TABLE B36: FINAL CY2024 NATIONAL, STANDARDIZED 30-DAY PERIOD PAYMENT AMOUNT
CY2023
National Standardized 30-Day Period Payment
|
Permanent
Behavioral Adjustment Factor
|
Case-Mix
Weights Budget Neutrality Factor
|
Wage
Index Budget Neutrality Factor
|
CY2024
HH Payment Update
|
CY2024
National, Standardized 30-Day Period Payment
|
$2,010.69 | 0.97110 | 1.0124 | 1.0012 | 1.030 | $2,038.13 |
For HHAs that do not submit the required quality data for CY2024, the home health payment update would be 0.9% (2.9% minus 2 percentage points).

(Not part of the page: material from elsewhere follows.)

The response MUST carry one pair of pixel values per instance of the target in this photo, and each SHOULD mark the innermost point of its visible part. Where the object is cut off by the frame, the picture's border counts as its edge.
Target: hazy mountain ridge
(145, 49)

TABLE B37: FINAL CY2024 NATIONAL PER-VISIT PAYMENT AMOUNTS
HH Discipline | CY2023 Per-Visit Payment Amount | Wage Index Budget Neutrality Factor | CY2024 HH Payment Update | CY2024 Per-Visit Payment Amount |
Home Health Aide | $73.93 | 1.0012 | 1.030 | $76.23 |
Medical Social Services | $261.72 | 1.0012 | 1.030 | $269.87 |
Occupational Therapy | $179.70 | 1.0012 | 1.030 | $185.29 |
Physical Therapy | $178.47 | 1.0012 | 1.030 | $184.03 |
Skilled Nursing | $163.29 | 1.0012 | 1.030 | $168.37 |
Speech-Language Pathology | $194.00 | 1.0012 | 1.030 | $200.04
|
Finalized CY2022 Rebased and Revised Home Health Market Basket and Labor-Related Share
CMS finalized their proposal to rebase and revise the home health market basket from 2016 base to reflect a 2021 base year using October 1, 2020, to October 1, 2021, cost reports for freestanding home health agencies. This is the most complete year of data. CMS also proposes to revise by using different data sources, cost categories, and price proxies use in the input price index. CMS plans to monitor for COVID implications and make adjustments in future years.

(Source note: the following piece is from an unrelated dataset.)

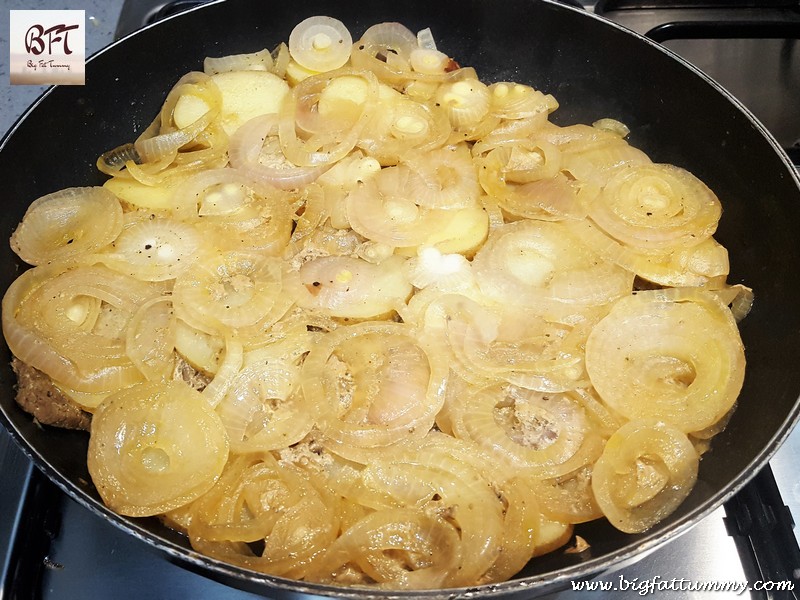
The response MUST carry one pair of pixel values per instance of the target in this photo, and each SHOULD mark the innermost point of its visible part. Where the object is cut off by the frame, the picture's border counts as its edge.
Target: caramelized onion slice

Finalized CY2024 Patient Driven Grouping Model (PDGM) Low Utilization Payment Adjustment (LUPA) Thresholds and PDGM Case-Mix Weights
For CY2024, CMS finalized to update the LUPA thresholds, functional impairment levels and comorbidity subgroups using CY2022 home health claims utilization data (as of March 17, 2023).
The final rule lists the revised LUPA Thresholds and case mix weights for all 432 case mix weights on Table B12 in the final rule. Members should review these changes and assess their impact on the agency. This is especially important for the LUPA changes. Members need to be aware of any Home Health Resource Group (“HHRGs”) where the LUPA threshold will increase for 2024.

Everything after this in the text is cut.